Tuesday, October 7, 2008

Adam's Apples -- a modern-day Job

Director: Anders Thomas Jensen, 2005.

Adam's Apples is an odd, black comedy with a "good versus evil" plot that is off-the-beaten path. With five quirky main characters, this Danish film is hilarious at times but is overly violent and the sub-titles are poorly translated, giving some of the curses a strange and comical reading. Though it won numerous awards at film festivals, ultimately its comedy is too sporadic to be counted as a hit.

When ex-con skinhead Adam (Ulrich Thomsen) steps off the bus at the start of the film, we see his iron cross tattoo. As the bus leaves, he pulls out a knife and draws a deep scratch on the rear quarter-panel. He is clearly a tough nut. But Pastor Ivan (Mads Mikkelsen), who picks him up, is a nut himself, a tender nut. With the lack of conversation and obvious body language, the challenge is clear from the very first scene: the evil neo-Nazi vs the good minister, a battle of wits for the faith of the winner.

Ivan takes in ex-prisoners to his remote rural church, and indeed they seem to be his only parishioners. He believes they are healing and he is helping them. But he is seeing life through rose-colored glasses. He is a polyanna preacher: he thinks he is buying cough medicine for the ex-alcoholic but this cough medicine is hard liquor. He listens to syrupy sweet pop songs from the Bee Gees; this in itself gives insight into his mental condition.

In some ways, Adam's Apples is a version of the book of Job. This is evident in the fact that Adam's Bible (given to him by Ivan) always falls open at the start of that book. Ivan, we discover, has been through a number of Job-like experiences. But unlike Job, who sees things as they are, Ivan cannot accept the truth and makes up his own explanations, creates his own reality. He has deluded himself. Further, just as Job was a battle between good and evil played out in the life of God's faithful servant, so too here is a battle between godless Ivan, determined to break Ivan's faith, and Ivan, a man of faith.

At the heart of the movie is an apple tree. This tree is a metaphor for Ivan's faith. When Adam arrives, Ivan asks him to set his own goal or task. Sarcastically, he says he will bake a pie, an apple pie with apples from the tree (the only one in the area) and Ivan takes this at face value.

At first, the tree is full of fruit, pointing to Ivan's strong, though partially deceived, faith. As Adam challenges Ivan and the others, and even brutally beats them, Ivan's faith starts to crack -- crows start to nest in the tree. As this continues, worms eat at the apples, and faith is faltering. Finally, Adam confronts Ivan and cruelly makes him face the harsh reality of his Job-like existence, telling him "God hates you." Faith is broken, and in a storm, the tree is toppled. Ivan is spiritually crushed and can no longer go on. The community is destroyed. In one last blow, the few good apples picked by Adam for his pie are eaten before he can bake his pie. This is the final straw and the harshest blow.

Adam's Apples puts us in the position of Job and asks if a loving God would make us experience suffering we cannot imagine. If he did, would our faith prove strong enough for us to cope and survive? Or would our faith be crushed? Would we, like Job's wife, seek to curse God and die? Adam points out that Ivan's faith is not strong enough, his polyanna version is a facade. Is ours any better? Is our faith based on truth, and a true understanding and view of God? Or is it a fictitious version, a god made more in our image? Can we handle the truth?

In a turn of events towards the end, there is a twist that allows Ivan to reclaim his faith.

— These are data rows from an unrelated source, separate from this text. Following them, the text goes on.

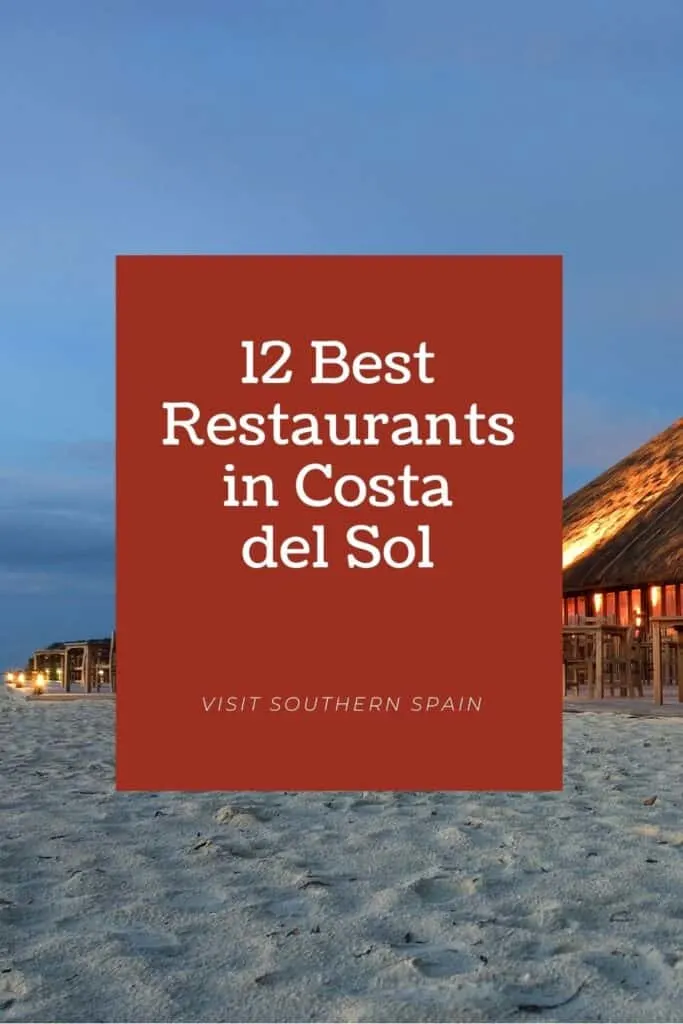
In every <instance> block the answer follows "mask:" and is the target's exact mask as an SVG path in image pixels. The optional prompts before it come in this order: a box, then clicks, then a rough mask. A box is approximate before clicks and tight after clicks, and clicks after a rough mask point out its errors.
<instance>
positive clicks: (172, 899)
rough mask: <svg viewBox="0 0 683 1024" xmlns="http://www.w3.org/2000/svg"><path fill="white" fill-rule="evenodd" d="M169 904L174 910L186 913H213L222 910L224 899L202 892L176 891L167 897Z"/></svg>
mask: <svg viewBox="0 0 683 1024" xmlns="http://www.w3.org/2000/svg"><path fill="white" fill-rule="evenodd" d="M167 900H168V903H169V906H172V907H173V909H174V910H182V911H185V912H187V913H215V912H217V911H218V910H222V908H223V907H224V905H225V899H224V898H222V899H221V898H220V897H218V896H211V895H208V894H207V893H203V892H177V893H173V895H171V896H168V897H167Z"/></svg>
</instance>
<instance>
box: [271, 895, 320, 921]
mask: <svg viewBox="0 0 683 1024" xmlns="http://www.w3.org/2000/svg"><path fill="white" fill-rule="evenodd" d="M308 908H309V903H308V900H306V899H305V898H304V897H302V896H289V897H285V899H273V900H269V901H268V902H267V903H264V904H263V909H264V910H265V911H266V913H271V914H273V915H274V916H275V918H303V916H305V915H306V913H307V912H308Z"/></svg>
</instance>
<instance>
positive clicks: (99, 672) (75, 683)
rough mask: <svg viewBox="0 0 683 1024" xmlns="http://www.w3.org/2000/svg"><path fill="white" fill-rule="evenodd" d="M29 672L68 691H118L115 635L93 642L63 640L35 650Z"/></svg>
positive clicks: (91, 691)
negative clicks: (40, 676)
mask: <svg viewBox="0 0 683 1024" xmlns="http://www.w3.org/2000/svg"><path fill="white" fill-rule="evenodd" d="M27 672H28V673H29V674H30V675H31V676H33V677H35V676H37V675H38V674H39V673H40V674H41V675H43V676H44V677H45V678H47V679H49V680H55V681H57V682H58V683H60V685H61V686H62V687H63V689H65V690H67V691H70V690H72V689H78V690H84V691H85V692H86V693H91V692H93V691H96V690H101V689H105V690H112V692H116V634H113V635H112V636H111V637H103V638H99V639H94V640H72V641H66V642H65V641H60V642H58V643H53V644H50V645H49V647H44V648H41V649H40V650H35V651H34V652H33V654H32V655H31V657H30V658H29V664H28V665H27Z"/></svg>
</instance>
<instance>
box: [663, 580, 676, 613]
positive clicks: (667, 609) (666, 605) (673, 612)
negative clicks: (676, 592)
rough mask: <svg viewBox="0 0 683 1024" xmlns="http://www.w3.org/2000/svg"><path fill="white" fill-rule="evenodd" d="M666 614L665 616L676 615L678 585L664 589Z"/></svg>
mask: <svg viewBox="0 0 683 1024" xmlns="http://www.w3.org/2000/svg"><path fill="white" fill-rule="evenodd" d="M664 613H665V615H675V614H676V585H673V586H671V587H665V589H664Z"/></svg>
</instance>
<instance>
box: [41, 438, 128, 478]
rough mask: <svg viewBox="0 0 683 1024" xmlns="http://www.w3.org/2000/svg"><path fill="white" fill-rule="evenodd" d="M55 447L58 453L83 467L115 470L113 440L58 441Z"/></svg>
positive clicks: (113, 442)
mask: <svg viewBox="0 0 683 1024" xmlns="http://www.w3.org/2000/svg"><path fill="white" fill-rule="evenodd" d="M54 449H55V454H56V455H61V456H63V457H65V459H66V460H68V461H70V462H73V463H75V464H77V465H81V466H83V468H87V469H95V470H106V471H109V472H113V470H114V451H115V450H114V441H112V440H86V441H56V442H54Z"/></svg>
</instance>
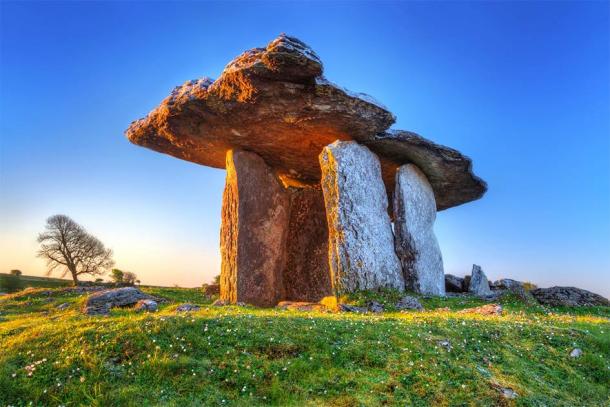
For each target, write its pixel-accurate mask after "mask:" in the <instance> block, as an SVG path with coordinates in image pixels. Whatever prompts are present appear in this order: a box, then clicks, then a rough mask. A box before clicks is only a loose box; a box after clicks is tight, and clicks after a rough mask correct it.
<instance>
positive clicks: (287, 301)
mask: <svg viewBox="0 0 610 407" xmlns="http://www.w3.org/2000/svg"><path fill="white" fill-rule="evenodd" d="M277 308H280V309H285V310H293V311H326V310H327V308H326V307H325V306H324V305H322V304H320V303H318V302H305V301H280V302H279V303H278V304H277Z"/></svg>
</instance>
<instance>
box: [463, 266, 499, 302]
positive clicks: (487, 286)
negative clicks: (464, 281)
mask: <svg viewBox="0 0 610 407" xmlns="http://www.w3.org/2000/svg"><path fill="white" fill-rule="evenodd" d="M468 291H469V292H470V293H471V294H474V295H478V296H480V297H485V296H488V295H492V294H493V292H492V291H491V289H490V288H489V280H487V276H486V275H485V273H484V272H483V269H481V266H477V265H476V264H473V265H472V273H471V275H470V285H469V287H468Z"/></svg>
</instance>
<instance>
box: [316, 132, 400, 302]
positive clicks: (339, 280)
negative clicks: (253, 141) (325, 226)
mask: <svg viewBox="0 0 610 407" xmlns="http://www.w3.org/2000/svg"><path fill="white" fill-rule="evenodd" d="M320 167H321V169H322V180H321V184H322V191H323V192H324V201H325V205H326V216H327V219H328V235H329V236H328V237H329V244H328V245H329V247H328V252H329V262H330V270H331V280H332V284H333V289H334V291H335V293H337V294H342V293H346V292H352V291H354V290H362V289H374V288H379V287H394V288H398V289H404V279H403V276H402V271H401V268H400V262H399V261H398V258H397V257H396V253H394V236H393V235H392V226H391V223H390V217H389V216H388V212H387V210H388V199H387V195H386V191H385V187H384V185H383V182H382V179H381V168H380V164H379V160H378V159H377V156H375V154H373V153H371V151H370V150H369V149H368V148H366V147H364V146H362V145H359V144H358V143H356V142H353V141H335V142H334V143H332V144H330V145H328V146H326V147H324V149H323V150H322V153H321V154H320Z"/></svg>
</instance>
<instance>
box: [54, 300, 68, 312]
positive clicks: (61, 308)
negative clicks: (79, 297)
mask: <svg viewBox="0 0 610 407" xmlns="http://www.w3.org/2000/svg"><path fill="white" fill-rule="evenodd" d="M69 307H70V303H69V302H64V303H63V304H59V305H58V306H57V307H55V308H57V309H58V310H60V311H63V310H65V309H67V308H69Z"/></svg>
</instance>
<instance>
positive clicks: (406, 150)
mask: <svg viewBox="0 0 610 407" xmlns="http://www.w3.org/2000/svg"><path fill="white" fill-rule="evenodd" d="M363 144H364V145H366V146H367V147H369V148H370V149H371V151H373V152H374V153H375V154H377V155H378V156H379V157H382V160H381V162H382V169H383V179H384V181H385V183H386V185H388V186H389V185H392V184H393V183H394V178H395V175H394V174H395V168H396V166H399V165H402V164H405V163H412V164H415V165H416V166H417V167H418V168H419V169H420V170H421V171H422V172H423V173H424V174H425V175H426V178H427V179H428V181H429V182H430V185H431V186H432V189H433V191H434V195H435V201H436V206H437V209H438V210H439V211H441V210H443V209H447V208H451V207H452V206H456V205H461V204H463V203H466V202H470V201H473V200H476V199H479V198H480V197H482V196H483V194H484V193H485V192H486V191H487V184H486V183H485V181H483V180H482V179H480V178H479V177H477V176H476V175H474V174H473V172H472V161H471V160H470V158H468V157H466V156H464V155H463V154H461V153H460V152H459V151H457V150H454V149H452V148H449V147H445V146H442V145H439V144H435V143H433V142H431V141H429V140H426V139H425V138H423V137H422V136H420V135H418V134H416V133H413V132H410V131H403V130H389V131H386V132H383V133H378V134H376V135H375V137H373V138H372V139H371V140H365V141H363ZM390 190H391V187H390Z"/></svg>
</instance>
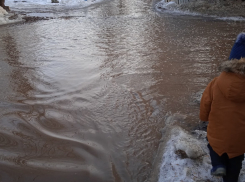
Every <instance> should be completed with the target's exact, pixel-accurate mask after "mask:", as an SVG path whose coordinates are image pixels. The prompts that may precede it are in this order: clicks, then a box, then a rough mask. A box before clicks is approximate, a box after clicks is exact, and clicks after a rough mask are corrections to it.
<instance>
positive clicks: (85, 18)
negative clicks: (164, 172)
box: [0, 0, 245, 182]
mask: <svg viewBox="0 0 245 182" xmlns="http://www.w3.org/2000/svg"><path fill="white" fill-rule="evenodd" d="M56 16H57V17H56V18H54V19H51V20H47V21H38V22H34V23H27V24H18V25H9V26H2V27H0V32H1V33H0V55H1V56H0V86H1V89H0V99H1V100H0V108H1V109H0V115H1V120H0V181H3V182H15V181H18V182H29V181H35V182H43V181H47V182H54V181H58V182H68V181H69V182H75V181H76V182H81V181H82V182H112V181H115V182H123V181H126V182H131V181H132V182H143V181H145V180H147V179H148V177H149V175H150V172H151V168H152V164H153V161H154V157H155V155H156V152H157V148H158V144H159V139H160V138H161V133H160V132H159V131H160V129H161V128H163V127H164V120H165V117H166V116H167V115H169V114H171V113H172V114H173V113H176V112H177V113H180V114H184V115H186V116H187V119H186V121H185V122H184V123H182V124H181V125H182V126H183V127H185V128H186V129H191V128H192V127H193V126H195V125H196V123H197V122H198V121H199V119H198V114H199V113H198V110H199V106H198V104H196V103H193V100H192V95H193V94H194V93H196V92H198V91H200V90H201V89H203V88H205V86H206V85H207V83H208V82H209V81H210V80H211V79H212V78H213V77H215V76H216V75H217V74H218V73H219V72H218V65H219V63H221V62H222V61H224V60H226V59H227V58H228V56H229V52H230V49H231V47H232V45H233V41H234V40H235V38H236V35H237V34H238V33H239V32H241V31H244V27H245V26H244V25H245V23H243V22H225V21H218V20H215V19H211V18H203V17H191V16H180V15H176V14H169V13H164V12H163V13H159V12H156V11H155V10H154V2H152V1H149V0H135V1H132V0H124V1H122V0H113V1H107V2H105V3H101V4H98V5H94V6H91V7H88V8H84V9H74V10H66V11H65V12H59V13H57V15H56Z"/></svg>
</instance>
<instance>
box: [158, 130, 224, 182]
mask: <svg viewBox="0 0 245 182" xmlns="http://www.w3.org/2000/svg"><path fill="white" fill-rule="evenodd" d="M202 132H203V131H202ZM206 144H207V142H206V141H205V140H198V139H196V138H194V137H193V136H192V135H190V134H188V133H187V132H186V131H184V130H183V129H181V128H180V127H177V126H176V127H173V128H172V130H171V137H170V140H169V141H168V142H167V143H166V146H165V152H164V154H163V158H162V164H161V167H160V173H159V180H158V182H176V181H182V182H196V181H206V180H211V181H213V182H221V181H222V180H221V178H218V177H213V176H211V175H210V169H211V162H210V157H209V155H208V149H207V147H206ZM178 150H182V151H184V152H185V153H186V154H187V156H188V157H187V158H181V157H180V156H179V155H178V154H177V152H176V151H178ZM190 157H191V158H190ZM193 158H195V159H193Z"/></svg>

He leaves the movie with a strengthened faith. God works in mysterious ways to provide miracles, as he did in the latter part of Job's life. A test of faith, even one that appears to cause faith to fail, can sometimes be the spark that ignites a burning faith. And this burning faith can burn away the chaff that may be clouding or distorting our reality. As Job portrays and Ivan illustrates in Adam's Apples, sometimes the tests are the best things that come our way!